Even more recently, partnered with neighbouring African rivers, the Zambezi continues to shape yet a third library; its sedimentary records are accumulating in Africa’s inland rifts and along its east coast. Sediments began to build this third, more scattered, library system about 30 Ma, in response to widespread tectonics of the East African Rift System (EARS), which includes the Gwembe and Luangwa, and neighbouring rift valleys. Today, recurring subtle rifting and seismic activity reveals the EARS is expanding south through Mozambique, and southwest across Zambia into Botswana.

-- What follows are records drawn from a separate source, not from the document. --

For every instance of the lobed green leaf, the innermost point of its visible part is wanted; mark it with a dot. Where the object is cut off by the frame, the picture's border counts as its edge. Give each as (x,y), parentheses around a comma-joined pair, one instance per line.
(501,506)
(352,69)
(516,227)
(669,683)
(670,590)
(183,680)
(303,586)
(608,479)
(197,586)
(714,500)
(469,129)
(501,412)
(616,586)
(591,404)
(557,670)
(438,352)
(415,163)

The greatest change in over 280 million years of the Zambezi’s evolution entailed the complete reversal of its flow (albeit the Luangwa has always flowed southwest, Fig 4). This reversal in flow, from west to east, of the Middle and Lower Zambezi began as Antarctica and Australia broke away from Africa. The process of break up was protracted, as over millions of years, river by river, flow in the Proto-Zambezi’s catchment was redirected into the Indian Ocean, to reduce the significance of the Proto-Zambezi’s inland terminus (in central Botswana). In converse, the Zambezi’s catchments expanded around its terminus on the Indian Ocean, because aggressive erosion pirated the Proto-Zambezi’s tributaries.

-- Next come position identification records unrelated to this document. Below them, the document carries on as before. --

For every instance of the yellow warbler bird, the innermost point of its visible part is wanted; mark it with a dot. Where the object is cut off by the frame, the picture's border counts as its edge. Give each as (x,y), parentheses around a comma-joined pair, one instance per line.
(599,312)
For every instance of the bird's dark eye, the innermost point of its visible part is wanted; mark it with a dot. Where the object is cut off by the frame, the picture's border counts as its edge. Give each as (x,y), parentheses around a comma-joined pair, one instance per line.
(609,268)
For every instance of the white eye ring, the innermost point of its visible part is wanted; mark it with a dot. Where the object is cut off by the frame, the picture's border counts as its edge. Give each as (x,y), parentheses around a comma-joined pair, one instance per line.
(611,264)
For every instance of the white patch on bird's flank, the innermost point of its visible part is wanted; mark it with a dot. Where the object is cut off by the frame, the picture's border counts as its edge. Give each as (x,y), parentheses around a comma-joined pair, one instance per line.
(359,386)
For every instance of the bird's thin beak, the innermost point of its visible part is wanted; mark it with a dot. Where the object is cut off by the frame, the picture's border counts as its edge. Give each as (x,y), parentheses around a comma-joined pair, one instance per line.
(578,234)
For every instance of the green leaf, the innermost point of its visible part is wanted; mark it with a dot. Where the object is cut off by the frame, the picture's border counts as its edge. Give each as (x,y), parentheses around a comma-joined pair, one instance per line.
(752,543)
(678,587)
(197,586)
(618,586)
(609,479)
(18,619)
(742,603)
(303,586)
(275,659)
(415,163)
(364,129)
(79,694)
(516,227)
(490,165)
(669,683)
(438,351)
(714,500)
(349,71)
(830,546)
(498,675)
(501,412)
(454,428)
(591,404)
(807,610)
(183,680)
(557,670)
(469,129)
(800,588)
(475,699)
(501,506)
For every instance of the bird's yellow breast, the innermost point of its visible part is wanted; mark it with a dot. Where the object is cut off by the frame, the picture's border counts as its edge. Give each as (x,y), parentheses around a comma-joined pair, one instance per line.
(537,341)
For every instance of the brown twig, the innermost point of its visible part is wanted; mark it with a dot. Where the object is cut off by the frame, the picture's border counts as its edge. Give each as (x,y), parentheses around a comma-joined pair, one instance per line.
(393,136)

Adjustment to sea level has driven this expansion across central Africa’s interior, ever since the Zambezi’s terminus formed in the Indian Ocean. Notwithstanding the many piecemeal changes, through its entirety of history the primary skeleton of the Proto- Zambezi has framed the metamorphosis of drainage system. The Zambezi river sits within the focus of more recent uplift and rifting, which continues to impact on Africa’s landscapes long after the continent formed. The geomorphological evidence for these recent events is complex. It complements the older records preserved in the Zambezi’s rifts and delta. Our understanding of this recent history has improved greatly over the past two decades (see Further Reading) and its details will fill a separate essay. We can read the main signatures of these changes in fingerprints of the Proto-Zambezi heritage preserved across Central Africa. Revealing evidence is preserved outside the modern Zambezi basin. For example, the Lugenda, Rovuma, and Upper Kilombero rivers flow east today, but are vestiges of Proto-Zambezi headwaters that flowed southwest.

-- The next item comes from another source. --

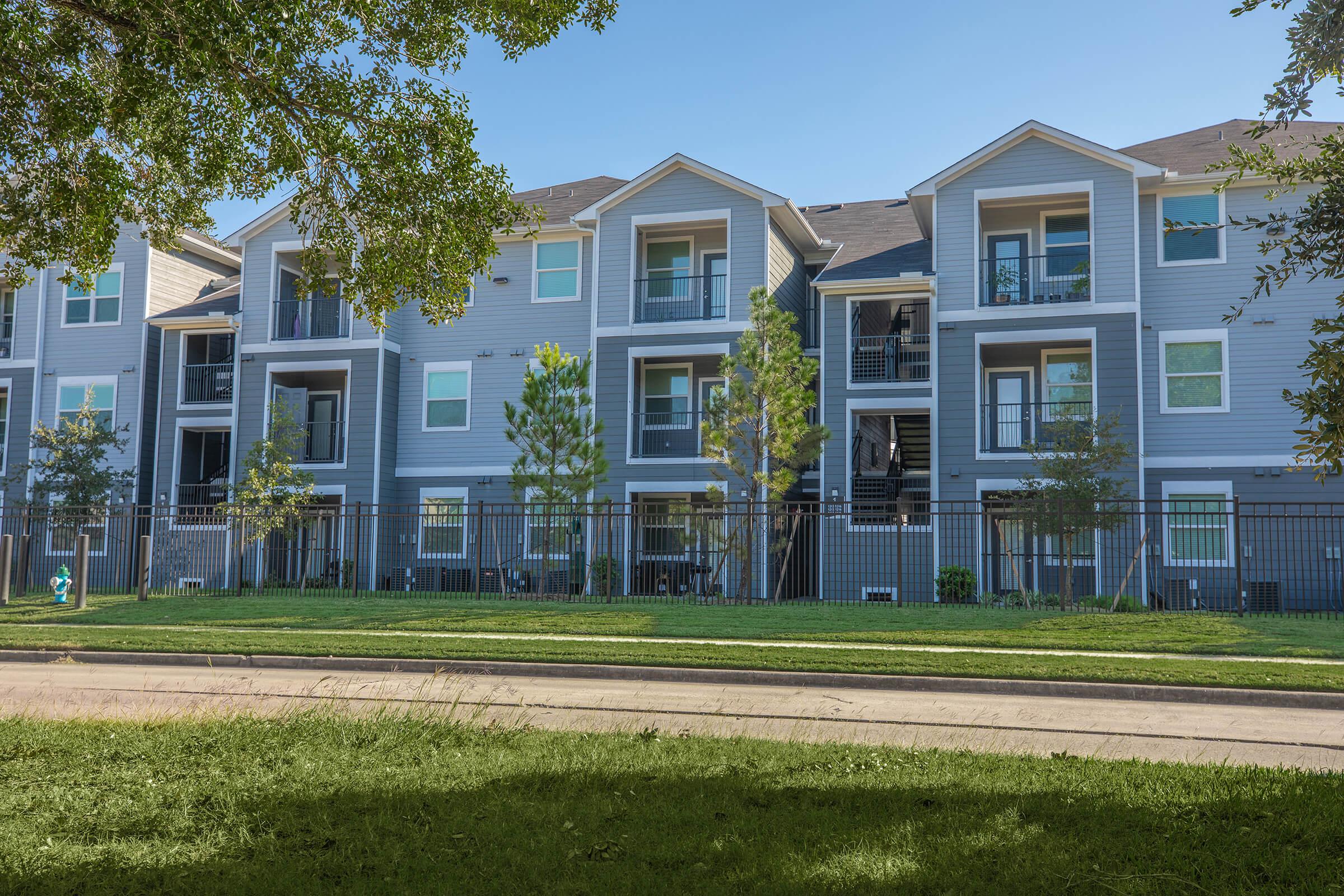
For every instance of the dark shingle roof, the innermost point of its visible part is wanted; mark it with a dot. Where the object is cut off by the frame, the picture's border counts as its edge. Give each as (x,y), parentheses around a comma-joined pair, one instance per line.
(881,240)
(1194,151)
(562,200)
(223,301)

Equally, primary Zambezi tributaries preserve evidence of upheavals in their origins. The Luangwa’s eastward outflow along the Lower Zambezi testifies to its redirection at about 35 Ma. No less significant events entailed the much more recent piracies of the Upper Zambezi and Kafue; they were both formerly land-bound rivers. This sequence of river piracies is not complete, because erosion by the Upper Zambezi, propagating upstream through the Chobe, is likely to capture the Okavango as its next headwater; and the Selinda Spillway linking the Okavango and Chobe is the most likely precursor of this emerging link. These geologically recent captures of the Chobe, Kafue and Upper Zambezi testify to the relative youth of the river’s topology. The Great Equatorial Divide on Africa’s high plateau comprises the Zambezi’s modern watershed, and its present position testifies to repeated re-shuffles of links between long lived rivers.
To summarize, we now estimate the modern Zambezi basin to be barely 250 thousand years old.
Zambezian Rifts: Sediment Archives in Gondwana’s Rift Valleys
It is interesting to scrutinize the keystone roles of the rift valleys (called graben in geology) bequeathed by the Gondwana supercontinent; not least, because their sediments archive the primary evidence of the Zambezi’s longevity. Moreover, the outstanding fossil beds and extant ecology of this remarkable natural heritage greatly expand the global significance of a unique wilderness in the heart of central Africa. In this section, I expand on the keystone roles of these rift valleys as evolutionary libraries, which underpin our insights.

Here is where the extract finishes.